Friday, June 17, 2011

RIMM Is Less Likely a Buyout Target

Financial analysts are contemplating that RIMM could be a potential buyout target and the dead money encapsulated in its asset would have a second life. We think it's less likely the case.

Technology advances is brutal. Being obsolete is equal to being dead money. RIMM's assets are tied to manufacturing or servicing its products, email smartphone. If email smartphone is obsolete, so would be its assets. And obsolete assets fetch little cash.

We don't have numbers so we base our discussion on categories.

First it comes to the assets for manufacturing. This include the design, plant, machinery, inventory, etc. Suppose RIMM is acquired. Let's try to figure out what the buyer would do with RIMM's manufacture related asset. Although financial analysts wouldn't see the difference, entrepreneurs in technology sector would know better. Switch to a new design or manufacturing process requires tremendous effort to redo the design, retooling the machinery and re-configuring the plants, especially when the technology is obsolete. More often than not, it cost more than come up with a new design or build a new plant from scratch.

Using TV as an example, would customers buy a cathode ray tube (CRT) when LCD is available on the market? Not likely. Would an entrepreneurs buy a CRT manufacture when LCD technology is ready? Not likely, either. Although a CRT manufacture makes TV like a LCD manufacture does, the technology is hugely different. The tool that was designed to handle tubes is not going to handle flat panels. So are the workers. They lack the experiences.

Secondly, how about the assets servicing existing products? RIMM owns network operation centers that service its customers. But RIMM's market share is diminishing. Therefore down the road its capital expenditure will have less return because it services a shrinking customer base. Would a buyer like to invest more money on assets with gloomy future? Not a sane one.

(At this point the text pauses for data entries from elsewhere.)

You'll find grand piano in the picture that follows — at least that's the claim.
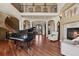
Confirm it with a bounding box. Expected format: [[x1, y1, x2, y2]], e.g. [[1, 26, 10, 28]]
[[6, 27, 36, 48]]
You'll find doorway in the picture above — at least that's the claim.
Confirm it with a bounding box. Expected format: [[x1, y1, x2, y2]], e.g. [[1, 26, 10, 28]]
[[36, 24, 42, 35]]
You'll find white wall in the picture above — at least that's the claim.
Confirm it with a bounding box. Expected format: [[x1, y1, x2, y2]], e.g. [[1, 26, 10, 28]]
[[0, 3, 21, 20]]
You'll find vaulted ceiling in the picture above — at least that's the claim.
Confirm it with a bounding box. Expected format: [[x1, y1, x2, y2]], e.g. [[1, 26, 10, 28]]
[[12, 3, 57, 13]]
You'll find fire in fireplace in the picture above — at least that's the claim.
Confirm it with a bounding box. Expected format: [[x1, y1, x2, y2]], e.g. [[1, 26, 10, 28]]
[[67, 28, 79, 40]]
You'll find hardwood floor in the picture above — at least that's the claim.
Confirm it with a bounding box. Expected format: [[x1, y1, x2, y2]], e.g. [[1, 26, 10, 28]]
[[0, 35, 61, 56]]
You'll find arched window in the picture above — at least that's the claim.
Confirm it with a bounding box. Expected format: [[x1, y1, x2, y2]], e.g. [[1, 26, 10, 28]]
[[35, 6, 41, 12], [43, 7, 48, 12]]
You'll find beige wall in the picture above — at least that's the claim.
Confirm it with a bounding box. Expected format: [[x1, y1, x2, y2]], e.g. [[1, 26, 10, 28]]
[[0, 12, 8, 28], [60, 4, 79, 40]]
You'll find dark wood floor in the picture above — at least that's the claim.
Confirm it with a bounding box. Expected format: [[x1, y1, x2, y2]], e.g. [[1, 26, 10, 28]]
[[0, 35, 61, 56]]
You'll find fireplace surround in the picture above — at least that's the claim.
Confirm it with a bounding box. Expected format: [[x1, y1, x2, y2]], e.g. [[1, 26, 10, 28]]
[[61, 22, 79, 56], [67, 27, 79, 40]]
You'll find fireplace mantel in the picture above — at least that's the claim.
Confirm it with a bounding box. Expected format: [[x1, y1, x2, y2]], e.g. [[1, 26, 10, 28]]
[[64, 22, 79, 39]]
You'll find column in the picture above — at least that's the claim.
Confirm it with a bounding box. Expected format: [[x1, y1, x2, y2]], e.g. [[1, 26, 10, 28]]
[[46, 21, 48, 37], [30, 21, 32, 28]]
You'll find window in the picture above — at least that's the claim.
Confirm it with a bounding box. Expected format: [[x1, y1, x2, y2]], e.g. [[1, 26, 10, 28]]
[[35, 6, 41, 12], [43, 7, 48, 12]]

Analysts may also argue that a buyer can take advantage of RIMM's existing market share. How? By paying customers to switch to new products or services? They are switching without incentives anyway. Why bother burn cash for it? Leave them alone? Then we go back to the second case where the buyer faces diminishing return on capital.

RIMM might be a hiding gem, but we didn't see its value as a buyout target.